Siepel, Adam, Pollard, Katherine, Haussler, David (2006) New Methods for Detecting Lineage-Specific Selection. In: Research in Computational Molecular Biology. Lecture Notes in Computer Science, 3909 . Springer Berlin Heidelberg, pp. 190-205. ISBN 978-3-540-33295-4
Abstract
So far, most methods for identifying sequences under selection based on comparative sequence data have either assumed selectional pressures are the same across all branches of a phylogeny, or have focused on changes in specific lineages of interest. Here, we introduce a more general method that detects sequences that have either come under selection, or begun to drift, on any lineage. The method is based on a phylogenetic hidden Markov model (phylo-HMM), and does not require element boundaries to be determined a priori, making it particularly useful for identifying noncoding sequences.

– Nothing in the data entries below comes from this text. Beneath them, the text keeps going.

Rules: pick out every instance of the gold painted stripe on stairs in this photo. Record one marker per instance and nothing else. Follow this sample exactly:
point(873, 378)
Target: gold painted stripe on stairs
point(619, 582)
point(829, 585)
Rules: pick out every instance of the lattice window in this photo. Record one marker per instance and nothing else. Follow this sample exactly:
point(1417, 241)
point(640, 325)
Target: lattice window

Insertions and deletions (indels) are incorporated into the phylo-HMM by a simple strategy that uses a separately reconstructed “indel history.” To evaluate the statistical significance of predictions, we introduce a novel method for computing P-values based on prior and posterior distributions of the number of substitutions that have occurred in the evolution of predicted elements. We derive efficient dynamic-programming algorithms for obtaining these distributions, given a model of neutral evolution. Our methods have been implemented as computer programs called DLESS (Detection of LinEage-Specific Selection) and phyloP (phylogenetic P-values). We discuss results obtained with these programs on both real and simulated data sets.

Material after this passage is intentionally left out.